One, we learnt that teachers are much more effective and pupils much more disciplined when classes are smaller. The decision to halve classes of 40 into two groups of 20 meant teachers could reach weaker pupils more easily and consolidate the teaching of concepts more thoroughly. Until now, small classes have been the reality of the more privileged schools, which could afford to hire extra teachers via fee structures. This must change. The only logic for large classes in ordinary public schools has been financial, not educational. Teachers in poorer schools thrived when pandemic conditions demanded smaller classes for social distancing. Government must take heed of this and revisit teacher-pupil ratios as the pandemic fog lifts.
Two, we learnt that parents are vital partners in their children’s learning. As schools locked down, the most effective tool for poorer schools to keep studying going were not online facilities, but, in limited cases, WhatsApp groups, though more commonly, printed materials collected from schools and sometimes dropped off at homes. Here’s the bad news. Most parents in disadvantaged areas did not have enough formal schooling themselves to teach their children in partnership with teachers. As a result, when schools reopened, alert teachers immediately noticed that despite their efforts to provide printed materials, little happened at home. The policy response is not to drop parents as partners, but to strengthen that potential link in normal times. That is, invest in empowering parents as teacher support from home, much like initiatives such as Math Moms have successfully done to empower mothers to learn mathematics to help their children with after-school learning. It can be done. Lockdown made the role of parents critical for continued learning, but many were not equipped for the task. There needs to be a plan to correct this.

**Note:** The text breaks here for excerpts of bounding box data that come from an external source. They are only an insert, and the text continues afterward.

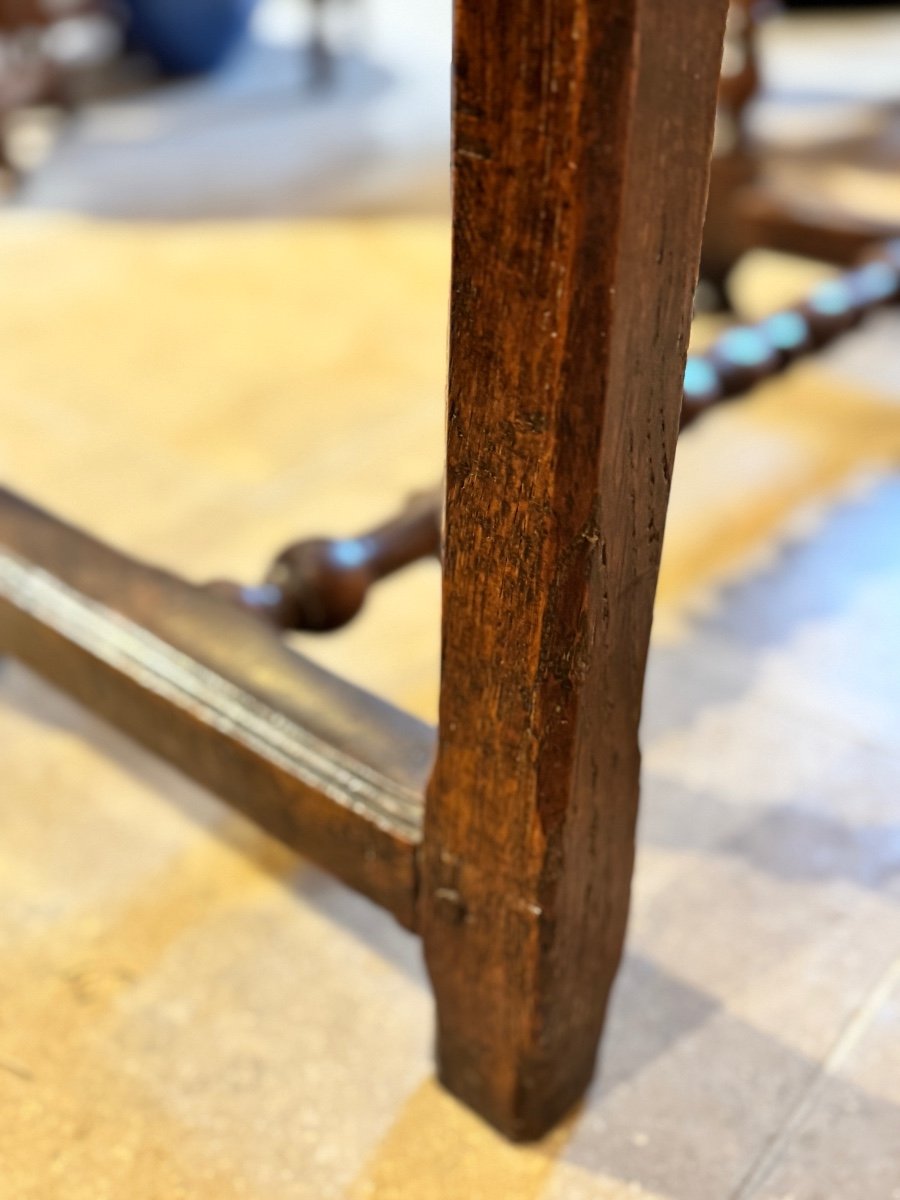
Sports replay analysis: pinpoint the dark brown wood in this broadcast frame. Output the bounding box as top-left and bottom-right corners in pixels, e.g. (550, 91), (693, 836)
(0, 491), (434, 925)
(682, 241), (900, 427)
(702, 0), (900, 294)
(210, 488), (443, 632)
(421, 0), (726, 1138)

Three, we discovered that much of the curriculum is redundant. The decision by the department of basic education (DBE) to “trim” the curriculum given lost time had a silver lining - we can creatively reduce it to essential content only in every subject. The National Curriculum and Assessment Policy Statement (Caps) does not need to continue to be weighed down with prescriptive content. Experts need to be recruited to fix the overloaded curriculum as a matter of urgency.
Four, we found that children were being over-assessed. The DBE decision to reduce assessments was a boon for teachers. It meant they could do more teaching and less administration. Teachers had time to attend to learning problems rather than do endless marking. The streamlining of assessments can and must be part of the post-Covid reality.

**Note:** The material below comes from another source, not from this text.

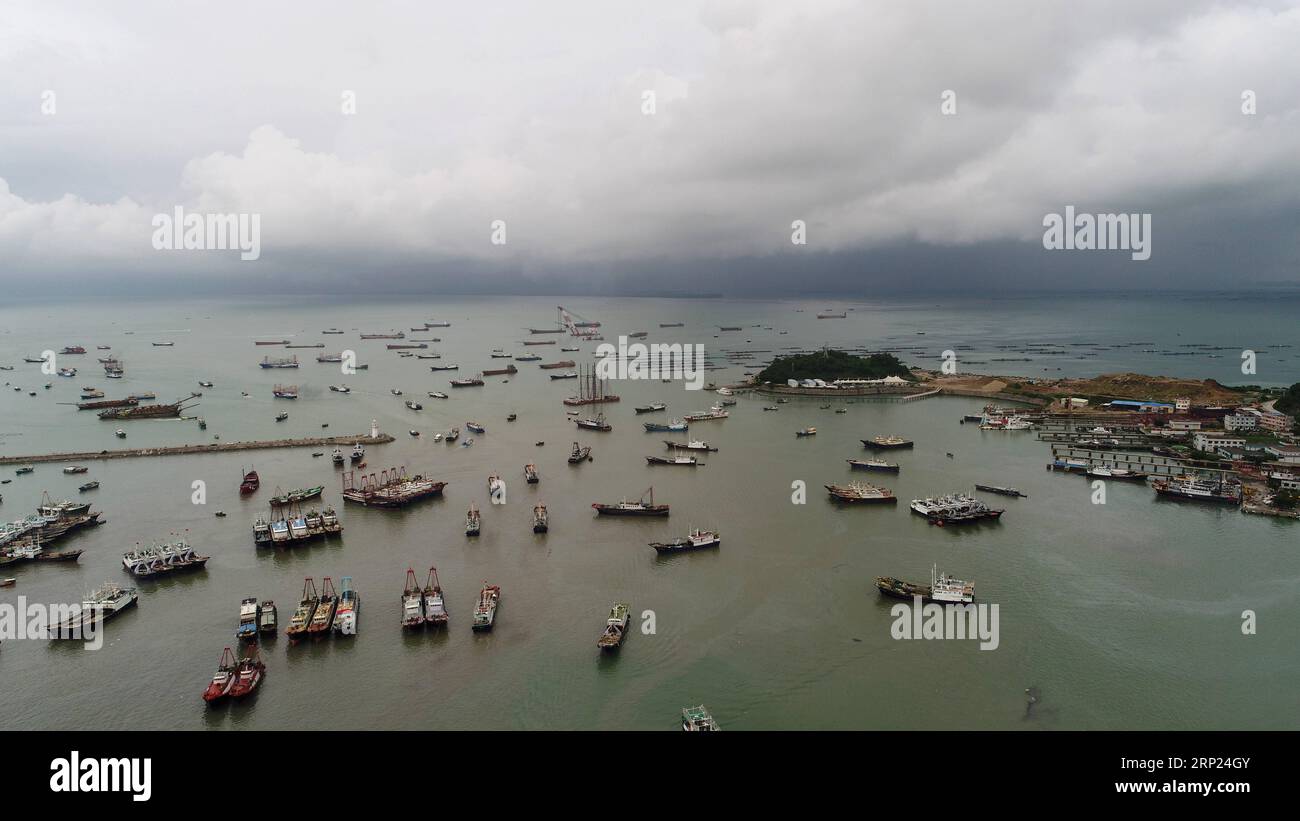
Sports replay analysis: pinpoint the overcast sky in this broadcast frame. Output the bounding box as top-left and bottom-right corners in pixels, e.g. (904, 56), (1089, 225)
(0, 0), (1300, 294)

Five, we learnt what teachers already knew - that for many children school is much more than a place of learning. It is, our teacher stories tell, a place of refuge from unstable homes and dangerous communities; a place which gives pupils a degree of food security; and a place where caring adults offer emotional and psychological support in the course of the primary task of teaching. That is why lockdown swallowed up so many children as dropouts who never returned to school. What especially poorer schools with compassionate teachers do routinely as a gift of grace needs to be backed up with more social support resources at school level. For example, a full-time permanent psychologist and social worker at each school. We ignore this pandemic learning at our peril.
Teachers reported a sincere and meaningful effort by officials to help design and conduct assessments, provide teaching alternatives and offer professional development support.

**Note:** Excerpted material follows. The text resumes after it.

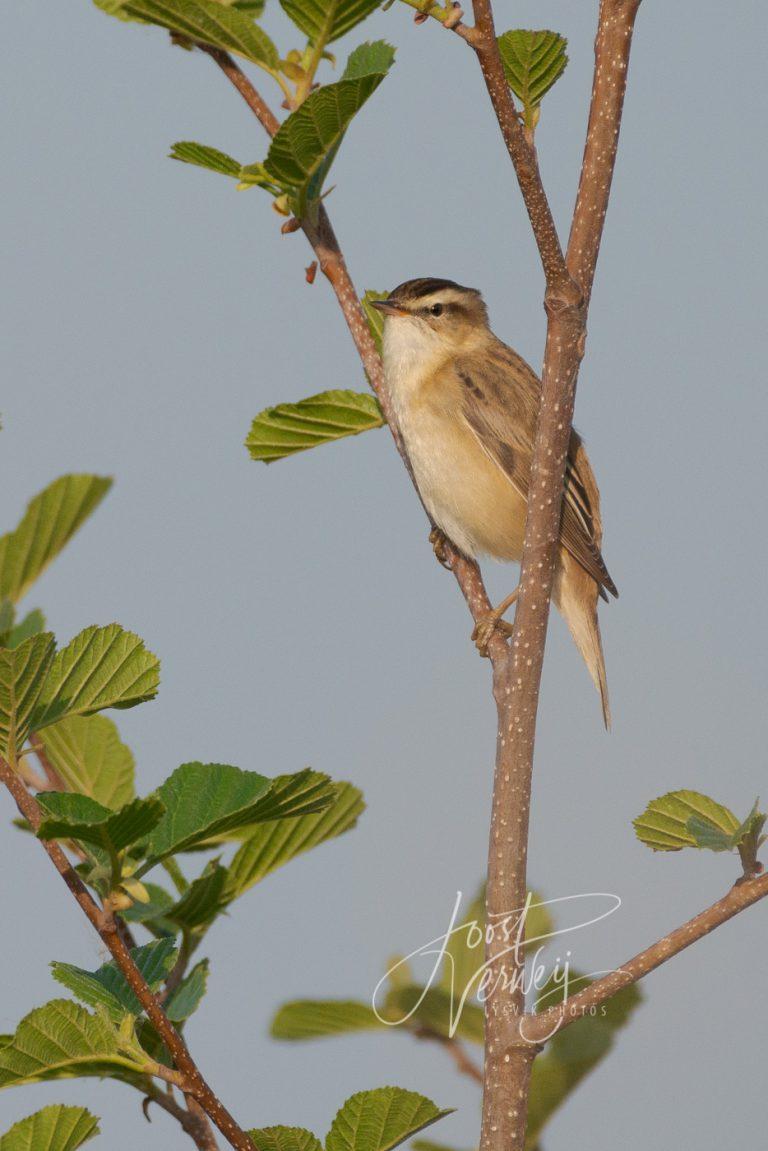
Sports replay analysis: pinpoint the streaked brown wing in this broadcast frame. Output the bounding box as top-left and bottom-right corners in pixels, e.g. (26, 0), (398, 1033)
(455, 342), (618, 597)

Six, we heard that district officials and curriculum advisers became more meaningfully involved in teaching and learning support at schools. In pre-Covid times officials were sometimes dubbed the DBE’s post-office workers, delivering circulars and instructions to schools and little else. Now teachers reported a sincere and meaningful effort by officials to help design and conduct assessments, provide teaching alternatives and offer professional development support. It is important that in every one of the nine provinces departments ask how officials can better serve and support teachers given what they delivered so well under pandemic conditions.
Seven, we were told that teachers cooperated like never before. Shared teaching became a reality. For example, when only grade seven pupils were allowed back, teachers in other grades shared the teaching of these senior-primary children. It was an opportunity to learn how to teach outside their phase or subject. With joint planning and the sharing of resources, many teachers found the coming together to be new and refreshing. Schools must move to institutionalise such patterns of cooperation, where teachers plan and teach in closer partnership.
Needless to say, the most important lesson learnt is the need to capacitate educational institutions for online and blended learning through investments in technological infrastructure and training in every school. But there are other important insights from pandemic teaching that must not be lost as we return to some semblance of normality. If not, we would have lost a once-in-a-generation opportunity to reset our education system for the better.